J'ajoute que les établissements sont passibles de l'impôt sur les sociétés, ce qui signifie qu'ils ne le règlent pas automatiquement mais uniquement si leur activités soumises à ces impôt dégagent effectivement des bénéfices.

Pourquoi les établissements sont désormais soumis à l'IS ?

Thierry Benoit :Sur le plan des principes, il faut savoir que l'imposition à l'IS des établissements d'enseignement supérieur et de recherche ne résulte pas d'une modification de la réglementation afférente à l'IS. Il s'agit d'une simple régularisation d'une situation non conforme aux dispositions légales existantes. En effet, certaines activités accomplies par les établissements relèvent par nature du champ d'application de l'IS.

Ne pas les soumettre à l'IS, comme cela était le cas jusqu'au 31 décembre 2002, était donc erroné.

Serge Bourgine : Au titre de certaines de leurs activités, les établissements se comportent exactement comme des entreprises ; elles entrent alors en concurrence directe avec les autres acteurs économiques.
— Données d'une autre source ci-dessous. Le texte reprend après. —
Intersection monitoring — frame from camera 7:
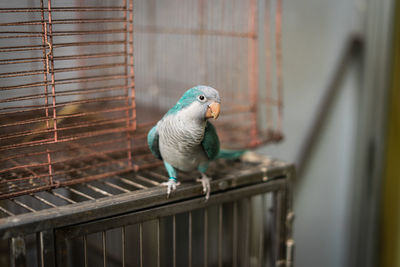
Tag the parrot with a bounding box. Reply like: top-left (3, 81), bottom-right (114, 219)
top-left (147, 85), bottom-right (244, 200)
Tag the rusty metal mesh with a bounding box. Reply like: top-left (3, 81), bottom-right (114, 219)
top-left (0, 0), bottom-right (282, 198)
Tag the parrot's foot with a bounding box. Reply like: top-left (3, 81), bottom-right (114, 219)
top-left (162, 178), bottom-right (181, 198)
top-left (196, 173), bottom-right (212, 201)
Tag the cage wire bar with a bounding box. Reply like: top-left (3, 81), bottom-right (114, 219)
top-left (0, 156), bottom-right (294, 266)
top-left (0, 0), bottom-right (294, 266)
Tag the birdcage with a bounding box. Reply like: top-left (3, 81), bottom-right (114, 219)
top-left (0, 0), bottom-right (293, 266)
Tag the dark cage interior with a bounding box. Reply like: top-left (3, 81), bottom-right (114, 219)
top-left (0, 0), bottom-right (293, 266)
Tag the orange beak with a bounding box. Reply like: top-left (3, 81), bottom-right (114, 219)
top-left (206, 102), bottom-right (221, 120)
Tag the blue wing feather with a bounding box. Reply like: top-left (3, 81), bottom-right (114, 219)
top-left (147, 125), bottom-right (162, 160)
top-left (201, 121), bottom-right (219, 160)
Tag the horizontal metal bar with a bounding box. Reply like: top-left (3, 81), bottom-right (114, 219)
top-left (119, 177), bottom-right (148, 189)
top-left (0, 148), bottom-right (128, 177)
top-left (0, 164), bottom-right (293, 239)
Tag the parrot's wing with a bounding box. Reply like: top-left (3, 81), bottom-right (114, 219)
top-left (201, 121), bottom-right (219, 160)
top-left (147, 125), bottom-right (162, 160)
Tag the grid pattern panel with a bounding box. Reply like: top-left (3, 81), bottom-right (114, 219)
top-left (0, 0), bottom-right (282, 199)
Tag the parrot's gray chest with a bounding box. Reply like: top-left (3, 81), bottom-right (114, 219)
top-left (157, 112), bottom-right (208, 171)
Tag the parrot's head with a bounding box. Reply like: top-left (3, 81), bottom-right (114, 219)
top-left (170, 85), bottom-right (221, 120)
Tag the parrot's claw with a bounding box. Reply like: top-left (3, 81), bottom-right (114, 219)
top-left (196, 173), bottom-right (212, 201)
top-left (162, 179), bottom-right (181, 198)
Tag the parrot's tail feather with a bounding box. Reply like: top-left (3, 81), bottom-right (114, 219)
top-left (217, 149), bottom-right (247, 159)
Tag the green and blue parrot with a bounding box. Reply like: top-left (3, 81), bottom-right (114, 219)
top-left (147, 85), bottom-right (244, 200)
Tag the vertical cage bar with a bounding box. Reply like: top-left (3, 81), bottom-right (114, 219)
top-left (204, 208), bottom-right (208, 267)
top-left (83, 235), bottom-right (88, 267)
top-left (275, 0), bottom-right (283, 133)
top-left (188, 211), bottom-right (193, 267)
top-left (121, 225), bottom-right (126, 267)
top-left (36, 230), bottom-right (56, 267)
top-left (248, 0), bottom-right (259, 146)
top-left (218, 204), bottom-right (223, 267)
top-left (101, 231), bottom-right (107, 267)
top-left (232, 201), bottom-right (238, 267)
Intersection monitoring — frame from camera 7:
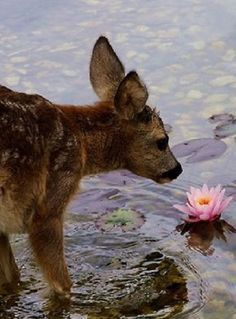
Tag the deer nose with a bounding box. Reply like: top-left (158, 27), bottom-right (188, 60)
top-left (161, 163), bottom-right (183, 179)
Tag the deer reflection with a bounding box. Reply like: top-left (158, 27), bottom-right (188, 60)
top-left (176, 219), bottom-right (236, 255)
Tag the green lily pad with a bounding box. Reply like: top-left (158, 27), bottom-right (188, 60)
top-left (96, 208), bottom-right (144, 231)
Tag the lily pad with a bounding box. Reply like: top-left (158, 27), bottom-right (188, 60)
top-left (209, 113), bottom-right (235, 124)
top-left (96, 209), bottom-right (144, 231)
top-left (214, 119), bottom-right (236, 138)
top-left (172, 138), bottom-right (227, 163)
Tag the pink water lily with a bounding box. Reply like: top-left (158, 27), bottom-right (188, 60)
top-left (173, 184), bottom-right (233, 223)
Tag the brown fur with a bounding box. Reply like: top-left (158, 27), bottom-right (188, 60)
top-left (0, 37), bottom-right (181, 294)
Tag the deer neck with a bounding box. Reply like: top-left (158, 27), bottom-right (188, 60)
top-left (60, 102), bottom-right (126, 176)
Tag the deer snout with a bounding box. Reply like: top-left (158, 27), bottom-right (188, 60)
top-left (161, 163), bottom-right (183, 180)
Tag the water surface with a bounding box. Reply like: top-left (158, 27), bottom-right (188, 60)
top-left (0, 0), bottom-right (236, 319)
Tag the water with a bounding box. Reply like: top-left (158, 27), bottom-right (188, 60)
top-left (0, 0), bottom-right (236, 319)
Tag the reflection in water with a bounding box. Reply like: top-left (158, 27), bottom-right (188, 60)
top-left (176, 220), bottom-right (236, 255)
top-left (0, 251), bottom-right (188, 319)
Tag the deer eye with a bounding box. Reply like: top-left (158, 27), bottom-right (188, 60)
top-left (157, 135), bottom-right (169, 151)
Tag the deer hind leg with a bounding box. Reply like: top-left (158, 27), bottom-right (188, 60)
top-left (0, 233), bottom-right (20, 289)
top-left (29, 215), bottom-right (72, 297)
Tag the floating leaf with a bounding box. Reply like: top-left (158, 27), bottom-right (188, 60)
top-left (214, 119), bottom-right (236, 138)
top-left (209, 113), bottom-right (235, 124)
top-left (172, 138), bottom-right (227, 163)
top-left (96, 209), bottom-right (144, 231)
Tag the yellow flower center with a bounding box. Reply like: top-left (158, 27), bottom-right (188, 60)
top-left (197, 197), bottom-right (211, 205)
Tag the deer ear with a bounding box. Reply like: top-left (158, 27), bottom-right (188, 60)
top-left (114, 71), bottom-right (148, 119)
top-left (90, 36), bottom-right (125, 101)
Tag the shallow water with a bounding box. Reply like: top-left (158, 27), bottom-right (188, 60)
top-left (0, 0), bottom-right (236, 319)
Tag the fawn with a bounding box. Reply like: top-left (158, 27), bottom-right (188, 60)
top-left (0, 36), bottom-right (182, 296)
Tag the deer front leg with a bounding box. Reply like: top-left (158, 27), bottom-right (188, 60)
top-left (0, 233), bottom-right (20, 289)
top-left (29, 215), bottom-right (72, 297)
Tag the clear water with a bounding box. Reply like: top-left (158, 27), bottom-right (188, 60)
top-left (0, 0), bottom-right (236, 319)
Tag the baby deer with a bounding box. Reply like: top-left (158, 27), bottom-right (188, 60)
top-left (0, 37), bottom-right (182, 295)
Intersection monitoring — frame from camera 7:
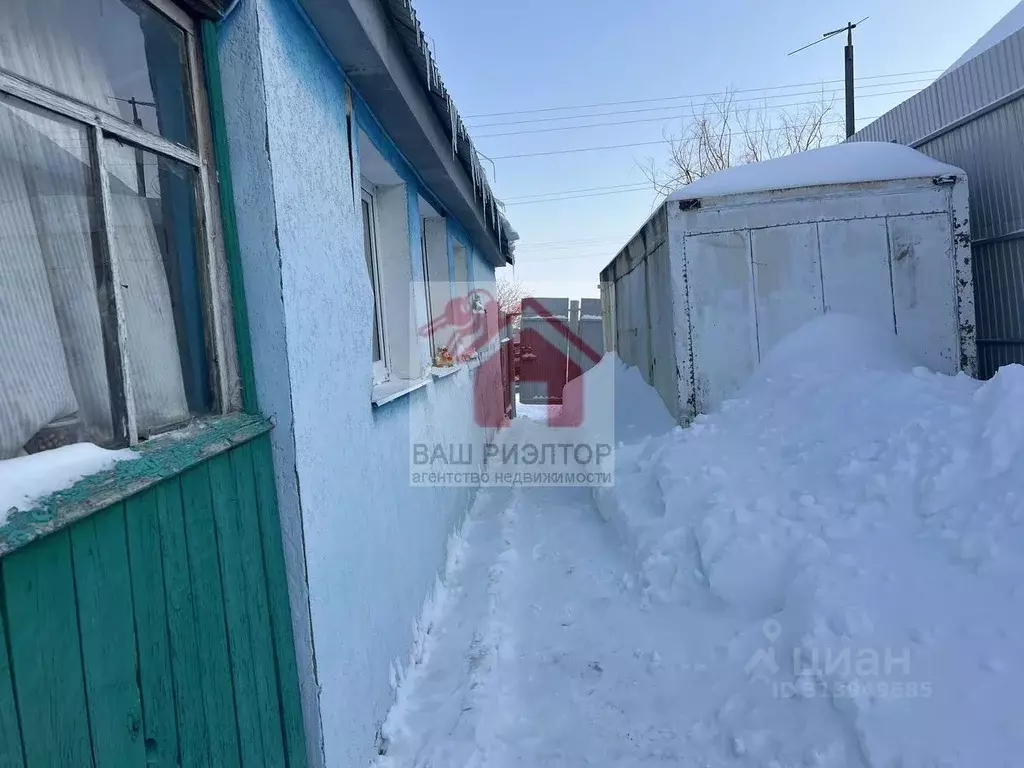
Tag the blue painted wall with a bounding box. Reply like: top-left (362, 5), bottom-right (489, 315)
top-left (220, 0), bottom-right (494, 766)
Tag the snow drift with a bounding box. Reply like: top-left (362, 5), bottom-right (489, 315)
top-left (595, 315), bottom-right (1024, 768)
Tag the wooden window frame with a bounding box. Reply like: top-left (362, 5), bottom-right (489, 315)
top-left (359, 179), bottom-right (390, 384)
top-left (0, 0), bottom-right (241, 445)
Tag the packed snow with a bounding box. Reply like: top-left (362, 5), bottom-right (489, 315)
top-left (669, 141), bottom-right (964, 200)
top-left (0, 442), bottom-right (136, 524)
top-left (378, 315), bottom-right (1024, 768)
top-left (942, 2), bottom-right (1024, 75)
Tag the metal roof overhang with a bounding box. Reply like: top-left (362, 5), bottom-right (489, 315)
top-left (298, 0), bottom-right (512, 266)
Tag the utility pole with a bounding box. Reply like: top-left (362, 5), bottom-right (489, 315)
top-left (788, 16), bottom-right (868, 138)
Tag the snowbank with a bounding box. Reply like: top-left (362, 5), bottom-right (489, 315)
top-left (669, 141), bottom-right (964, 200)
top-left (595, 315), bottom-right (1024, 768)
top-left (942, 2), bottom-right (1024, 75)
top-left (0, 442), bottom-right (136, 524)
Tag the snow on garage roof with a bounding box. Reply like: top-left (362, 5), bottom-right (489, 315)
top-left (942, 2), bottom-right (1024, 75)
top-left (669, 141), bottom-right (964, 200)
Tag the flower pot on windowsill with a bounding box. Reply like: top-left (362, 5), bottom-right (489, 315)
top-left (434, 347), bottom-right (455, 368)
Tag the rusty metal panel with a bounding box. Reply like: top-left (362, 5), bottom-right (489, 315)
top-left (519, 298), bottom-right (569, 404)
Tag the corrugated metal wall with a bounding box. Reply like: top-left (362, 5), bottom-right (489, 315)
top-left (852, 31), bottom-right (1024, 378)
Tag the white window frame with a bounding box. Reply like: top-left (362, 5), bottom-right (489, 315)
top-left (359, 184), bottom-right (390, 384)
top-left (420, 216), bottom-right (437, 354)
top-left (0, 0), bottom-right (241, 445)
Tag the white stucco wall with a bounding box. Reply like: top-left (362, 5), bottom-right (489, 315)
top-left (220, 0), bottom-right (494, 766)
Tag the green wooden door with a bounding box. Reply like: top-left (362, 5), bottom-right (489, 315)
top-left (0, 433), bottom-right (306, 768)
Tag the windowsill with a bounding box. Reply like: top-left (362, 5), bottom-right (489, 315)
top-left (0, 414), bottom-right (272, 557)
top-left (430, 365), bottom-right (463, 379)
top-left (370, 376), bottom-right (433, 408)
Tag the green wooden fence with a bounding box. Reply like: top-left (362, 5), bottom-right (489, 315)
top-left (0, 432), bottom-right (306, 768)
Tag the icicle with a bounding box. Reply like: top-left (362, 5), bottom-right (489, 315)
top-left (444, 93), bottom-right (459, 160)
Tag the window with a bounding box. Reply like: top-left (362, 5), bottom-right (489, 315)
top-left (0, 0), bottom-right (233, 459)
top-left (423, 216), bottom-right (452, 361)
top-left (362, 184), bottom-right (387, 381)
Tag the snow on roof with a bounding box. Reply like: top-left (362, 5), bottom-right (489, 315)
top-left (942, 2), bottom-right (1024, 75)
top-left (669, 141), bottom-right (964, 200)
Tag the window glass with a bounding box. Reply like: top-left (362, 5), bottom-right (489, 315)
top-left (104, 139), bottom-right (213, 436)
top-left (0, 100), bottom-right (113, 459)
top-left (362, 196), bottom-right (382, 362)
top-left (0, 0), bottom-right (196, 147)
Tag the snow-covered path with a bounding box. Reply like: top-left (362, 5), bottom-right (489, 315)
top-left (380, 462), bottom-right (862, 768)
top-left (379, 318), bottom-right (1024, 768)
top-left (380, 481), bottom-right (862, 768)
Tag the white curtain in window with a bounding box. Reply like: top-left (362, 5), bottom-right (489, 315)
top-left (0, 2), bottom-right (188, 459)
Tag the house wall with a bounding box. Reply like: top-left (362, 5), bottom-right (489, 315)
top-left (852, 32), bottom-right (1024, 378)
top-left (220, 0), bottom-right (494, 766)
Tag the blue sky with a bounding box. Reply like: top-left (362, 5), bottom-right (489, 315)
top-left (416, 0), bottom-right (1016, 296)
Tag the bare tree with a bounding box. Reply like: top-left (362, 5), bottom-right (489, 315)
top-left (495, 278), bottom-right (529, 314)
top-left (639, 90), bottom-right (841, 195)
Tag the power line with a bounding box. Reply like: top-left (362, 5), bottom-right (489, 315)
top-left (516, 234), bottom-right (620, 248)
top-left (505, 183), bottom-right (654, 206)
top-left (470, 78), bottom-right (932, 129)
top-left (502, 181), bottom-right (638, 201)
top-left (492, 116), bottom-right (878, 160)
top-left (475, 88), bottom-right (919, 139)
top-left (465, 70), bottom-right (942, 120)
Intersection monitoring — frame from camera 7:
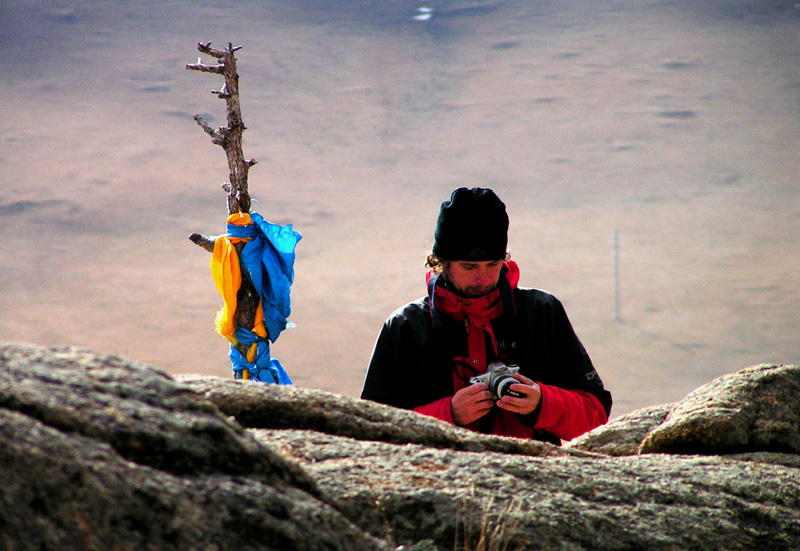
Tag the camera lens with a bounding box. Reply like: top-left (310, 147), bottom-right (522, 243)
top-left (492, 375), bottom-right (525, 399)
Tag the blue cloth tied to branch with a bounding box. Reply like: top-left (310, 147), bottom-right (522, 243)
top-left (217, 212), bottom-right (302, 384)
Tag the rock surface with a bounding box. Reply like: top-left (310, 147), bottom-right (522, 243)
top-left (0, 344), bottom-right (800, 551)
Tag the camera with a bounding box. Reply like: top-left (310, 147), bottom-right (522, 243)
top-left (469, 362), bottom-right (525, 400)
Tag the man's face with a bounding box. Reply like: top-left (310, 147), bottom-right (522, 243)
top-left (444, 260), bottom-right (503, 297)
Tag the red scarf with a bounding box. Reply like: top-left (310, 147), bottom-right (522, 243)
top-left (427, 260), bottom-right (519, 384)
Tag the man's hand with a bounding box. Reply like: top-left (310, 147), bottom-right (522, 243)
top-left (497, 373), bottom-right (542, 415)
top-left (450, 383), bottom-right (494, 426)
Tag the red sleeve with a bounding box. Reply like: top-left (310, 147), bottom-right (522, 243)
top-left (534, 383), bottom-right (608, 440)
top-left (414, 396), bottom-right (456, 425)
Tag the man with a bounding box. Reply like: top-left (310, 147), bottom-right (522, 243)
top-left (361, 188), bottom-right (611, 444)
A titre d'exemple, grâce à divers financements, dont font partie les subventions publiques, les universités achètent du matériel de haute technologie pour leurs laboratoires de recherche.

Cet équipement technologique combiné avec la compétence particulière développée par les équipes des laboratoires intéressent particulièrement les entreprises qui peuvent avoir besoin de prestations très particulières nécessitant des connaissances avancées et l'emploi de ce matériel spécifique.

Dès lors, ces entités privées sous-traitent aux laboratoires des prestations de services (comme des analyses d'eau par exemple) ou des travaux de recherche (comme la mise au point d'un procédé). Ce travail est facturé par le laboratoire qui se comporte dans cette situation comme un opérateur privé. Or, les universités, ne supportaient pas, avant leur entrée en fiscalité directe, le poids de l'IS contrairement à toute entreprise réalisant des activités similaires aux siennes. A l'évidence, cela pouvait créer une distorsion de concurrence par rapport au secteur privé agissant dans le même domaine d'activité.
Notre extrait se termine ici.